However, in silico approaches are gaining traction in the metabolomics field and since the appearance of AI at the end of the first half of the 20th century, the technology has evolved greatly. In the 1980s, a branch of AI was born: machine learning (ML). ML is an analytical way of solving problems through identification, classification, or prediction. ML can gather and build knowledge from complex datasets (e.g., MS/MS data from metabolite repositories), that can be leveraged to generate predictive rules for interpretating experimental MS/MS data and generating structural hypothesis in the de novo identification of unknowns (Aguilar-Mogas et al., 2017). ML methods can also learn intermediate representations, such as molecular fingerprints (Cereto-Massagué et al., 2015) from historical spectrum–structure relationships (Dührkop et al., 2015). For example, Liu et al. have recently provided a proof of concept using an association rule mining strategy for metabolite substructure auto-recommendation (MESSAR) (Liu et al., 2020). The embedment of this type of tools in the untargeted metabolomics pipeline will significantly ease/facilitate the interpretation of the MS/MS data, especially if trained on comprehensive databases such as METLIN, NIST, MassBank or mzCloud. Already in 2011, a branch of machine learning called deep learning (DL) appeared. While ML operates with regression algorithms or decision trees (e.g., random forest), DL uses neural networks that function very similar to biological neural connections of our brain. DL can also be used to target compounds for which neither spectral nor structural reference data are available and predict classes lacking tandem mass spectrometry training sets (Dührkop et al., 2021).
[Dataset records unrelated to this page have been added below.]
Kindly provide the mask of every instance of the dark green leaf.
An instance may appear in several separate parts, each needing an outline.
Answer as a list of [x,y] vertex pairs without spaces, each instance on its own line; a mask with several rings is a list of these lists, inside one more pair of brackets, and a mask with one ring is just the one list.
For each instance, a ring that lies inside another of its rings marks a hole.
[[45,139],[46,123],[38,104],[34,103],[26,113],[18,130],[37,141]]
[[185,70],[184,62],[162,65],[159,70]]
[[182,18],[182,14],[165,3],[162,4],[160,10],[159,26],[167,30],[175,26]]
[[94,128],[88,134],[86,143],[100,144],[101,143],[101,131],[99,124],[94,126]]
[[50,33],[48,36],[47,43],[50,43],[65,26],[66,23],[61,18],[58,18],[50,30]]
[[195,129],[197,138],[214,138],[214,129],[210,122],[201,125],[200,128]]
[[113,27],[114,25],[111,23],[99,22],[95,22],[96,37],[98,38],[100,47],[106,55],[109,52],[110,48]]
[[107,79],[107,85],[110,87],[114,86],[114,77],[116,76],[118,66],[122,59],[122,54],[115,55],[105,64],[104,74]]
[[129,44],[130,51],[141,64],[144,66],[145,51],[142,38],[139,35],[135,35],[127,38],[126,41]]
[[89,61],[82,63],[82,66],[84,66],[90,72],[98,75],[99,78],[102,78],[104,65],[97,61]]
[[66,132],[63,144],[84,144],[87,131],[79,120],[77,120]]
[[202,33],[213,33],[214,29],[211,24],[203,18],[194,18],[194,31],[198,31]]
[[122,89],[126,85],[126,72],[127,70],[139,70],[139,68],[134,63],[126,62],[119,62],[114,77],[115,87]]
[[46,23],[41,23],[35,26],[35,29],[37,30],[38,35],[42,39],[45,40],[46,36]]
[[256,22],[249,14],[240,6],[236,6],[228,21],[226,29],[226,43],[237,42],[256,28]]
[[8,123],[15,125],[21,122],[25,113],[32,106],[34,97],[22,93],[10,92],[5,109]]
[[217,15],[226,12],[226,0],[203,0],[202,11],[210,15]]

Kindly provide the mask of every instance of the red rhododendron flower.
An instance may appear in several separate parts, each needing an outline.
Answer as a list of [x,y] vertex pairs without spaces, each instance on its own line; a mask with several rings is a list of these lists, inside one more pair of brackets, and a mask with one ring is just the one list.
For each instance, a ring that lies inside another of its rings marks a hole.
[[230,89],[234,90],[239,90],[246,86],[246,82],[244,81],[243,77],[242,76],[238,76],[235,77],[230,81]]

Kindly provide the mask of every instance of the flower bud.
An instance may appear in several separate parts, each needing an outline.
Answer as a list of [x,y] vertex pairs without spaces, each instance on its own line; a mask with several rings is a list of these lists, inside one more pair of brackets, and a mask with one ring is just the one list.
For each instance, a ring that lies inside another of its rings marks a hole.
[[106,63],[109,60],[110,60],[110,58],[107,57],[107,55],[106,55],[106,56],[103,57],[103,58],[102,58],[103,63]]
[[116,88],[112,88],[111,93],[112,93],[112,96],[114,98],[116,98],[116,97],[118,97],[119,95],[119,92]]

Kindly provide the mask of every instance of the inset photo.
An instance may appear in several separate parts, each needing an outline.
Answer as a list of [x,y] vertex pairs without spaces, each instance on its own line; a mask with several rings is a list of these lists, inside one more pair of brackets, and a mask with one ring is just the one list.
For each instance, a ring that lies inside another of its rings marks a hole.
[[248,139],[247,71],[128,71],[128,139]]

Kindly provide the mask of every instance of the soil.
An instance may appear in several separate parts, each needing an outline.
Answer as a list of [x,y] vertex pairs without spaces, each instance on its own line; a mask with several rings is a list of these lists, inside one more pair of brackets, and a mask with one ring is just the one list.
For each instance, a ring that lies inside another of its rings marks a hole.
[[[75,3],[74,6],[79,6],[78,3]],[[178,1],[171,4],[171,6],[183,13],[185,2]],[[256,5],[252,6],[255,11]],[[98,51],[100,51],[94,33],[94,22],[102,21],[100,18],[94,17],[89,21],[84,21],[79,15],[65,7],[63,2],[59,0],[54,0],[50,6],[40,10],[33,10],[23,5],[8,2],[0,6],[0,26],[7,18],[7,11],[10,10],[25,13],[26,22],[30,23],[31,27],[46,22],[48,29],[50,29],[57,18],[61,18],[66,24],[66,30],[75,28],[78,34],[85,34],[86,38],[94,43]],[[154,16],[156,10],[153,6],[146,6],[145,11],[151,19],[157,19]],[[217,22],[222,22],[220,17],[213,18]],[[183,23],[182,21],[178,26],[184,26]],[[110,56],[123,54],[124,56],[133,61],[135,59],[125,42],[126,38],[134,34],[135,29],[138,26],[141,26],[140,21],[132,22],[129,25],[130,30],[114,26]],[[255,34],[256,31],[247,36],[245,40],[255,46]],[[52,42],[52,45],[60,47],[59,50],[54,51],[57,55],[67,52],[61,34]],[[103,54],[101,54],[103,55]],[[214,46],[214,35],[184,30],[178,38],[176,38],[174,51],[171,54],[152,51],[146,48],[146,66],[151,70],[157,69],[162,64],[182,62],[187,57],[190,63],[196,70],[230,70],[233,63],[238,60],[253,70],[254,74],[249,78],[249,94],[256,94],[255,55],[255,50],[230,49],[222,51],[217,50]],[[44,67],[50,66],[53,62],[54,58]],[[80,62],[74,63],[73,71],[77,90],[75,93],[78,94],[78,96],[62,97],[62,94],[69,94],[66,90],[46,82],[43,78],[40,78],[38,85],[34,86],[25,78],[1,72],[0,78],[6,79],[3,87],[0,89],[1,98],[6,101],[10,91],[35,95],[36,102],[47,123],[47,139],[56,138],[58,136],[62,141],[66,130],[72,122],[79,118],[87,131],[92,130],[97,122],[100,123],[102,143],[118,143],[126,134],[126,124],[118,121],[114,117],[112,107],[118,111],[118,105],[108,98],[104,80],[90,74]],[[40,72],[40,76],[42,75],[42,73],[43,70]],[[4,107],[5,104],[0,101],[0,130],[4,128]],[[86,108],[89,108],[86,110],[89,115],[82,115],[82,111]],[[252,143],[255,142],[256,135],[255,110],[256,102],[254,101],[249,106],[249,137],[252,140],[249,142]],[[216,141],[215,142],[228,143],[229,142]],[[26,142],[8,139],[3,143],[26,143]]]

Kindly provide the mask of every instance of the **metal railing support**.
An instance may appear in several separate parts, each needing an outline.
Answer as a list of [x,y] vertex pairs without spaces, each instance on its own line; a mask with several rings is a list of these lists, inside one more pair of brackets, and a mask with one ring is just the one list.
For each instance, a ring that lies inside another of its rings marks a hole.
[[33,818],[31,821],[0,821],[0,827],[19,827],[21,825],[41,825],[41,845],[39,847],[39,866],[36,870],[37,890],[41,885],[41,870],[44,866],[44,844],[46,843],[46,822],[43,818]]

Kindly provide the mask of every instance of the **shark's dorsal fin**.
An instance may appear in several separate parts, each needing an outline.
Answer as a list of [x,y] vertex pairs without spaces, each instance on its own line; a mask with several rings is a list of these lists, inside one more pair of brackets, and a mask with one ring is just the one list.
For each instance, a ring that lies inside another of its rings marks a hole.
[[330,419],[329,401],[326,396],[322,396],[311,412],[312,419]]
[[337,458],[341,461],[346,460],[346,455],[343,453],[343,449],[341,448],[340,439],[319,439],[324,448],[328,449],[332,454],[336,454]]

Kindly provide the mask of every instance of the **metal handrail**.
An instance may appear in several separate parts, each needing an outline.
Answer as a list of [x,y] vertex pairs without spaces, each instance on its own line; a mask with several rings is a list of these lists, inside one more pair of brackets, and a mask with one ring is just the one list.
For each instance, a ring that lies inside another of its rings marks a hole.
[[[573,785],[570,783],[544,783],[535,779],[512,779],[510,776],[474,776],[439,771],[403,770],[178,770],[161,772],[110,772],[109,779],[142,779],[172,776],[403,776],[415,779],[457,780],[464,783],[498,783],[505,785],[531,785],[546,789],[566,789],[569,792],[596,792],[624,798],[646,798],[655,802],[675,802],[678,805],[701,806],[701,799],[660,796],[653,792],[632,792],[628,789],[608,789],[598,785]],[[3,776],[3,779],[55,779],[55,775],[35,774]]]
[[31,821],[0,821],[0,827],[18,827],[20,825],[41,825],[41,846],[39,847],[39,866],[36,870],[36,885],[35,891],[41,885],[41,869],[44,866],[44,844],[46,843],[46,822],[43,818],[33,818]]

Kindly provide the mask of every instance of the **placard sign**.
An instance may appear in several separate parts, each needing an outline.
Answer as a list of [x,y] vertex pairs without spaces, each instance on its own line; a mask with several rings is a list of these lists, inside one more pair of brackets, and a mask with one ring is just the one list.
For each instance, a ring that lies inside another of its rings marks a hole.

Other AI related branches such as natural language processing (NLP), hold the potential for annotating molecules for which no reference spectra exist and to expose biochemical relationships between molecules (van der Hooft et al., 2016). In other words, embedding metabolic features within their relevant biological context under specific experimental conditions, thereby increasing confidence annotations and shortening putative candidate lists (Majumder et al., 2021). Such applications implement cognitive literature mining to sketch relations with bibliographic records. For instance, through a deep exploration of more than 300,000 abstracts, Warth et al. recently showcased the utility of cognitive computing for prioritizing metabolite annotations from global exposomics, enabling comprehensive and rapid exposure assessment (Warth et al., 2017). Cognitive computing is generally described as using NLP and ML to extract key concepts from the scientific literature, understand the semantic context, and predict and identify potential connections between entities not explicitly described in the text.

Although, this view of the predictive algorithms may be overly optimistic, especially when one considers the challenge at hand, which is identifying a complex chemical structure from a relatively small set of numeric variables: m/z values of precursor and a few fragment ions. The major challenge lies in not dealing with a convenient set of building blocks (e.g., amino acids for proteins) such as those produced by direct cleavage of peptide bonds in proteomic MS/MS experiments, and instead an almost endless number of arrangements that can occur to create metabolites. A prominent example is the very biologically active yet difficult to characterize oxylipins (Galano et al., 2017; Kloos et al., 2014). So, for example, the hope that one could use AI as a tool to use MS/MS data to decipher the complex structure of certain molecules is akin to asking AI to decipher the structure of a Swiss watch after it has been blown apart.

Given a metabolite’s complexity, likely it will come down to empirical data to solve their structures, especially since a biologist should not commit to investigating a molecule’s function (often requiring years of effort) based purely on bioinformatic conjecture. The candidate structure obtained from the analysis of MS/MS data must undergo confirmation using standards and orthogonal analytical techniques, for unequivocal identification. NMR is currently considered the method of choice to accomplish this task; however, it has relatively low sensitivity. This limits its applicability to the identification of abundant metabolites in biological samples or to the confirmation of the hypothesized structure using standards obtained through chemical synthesis.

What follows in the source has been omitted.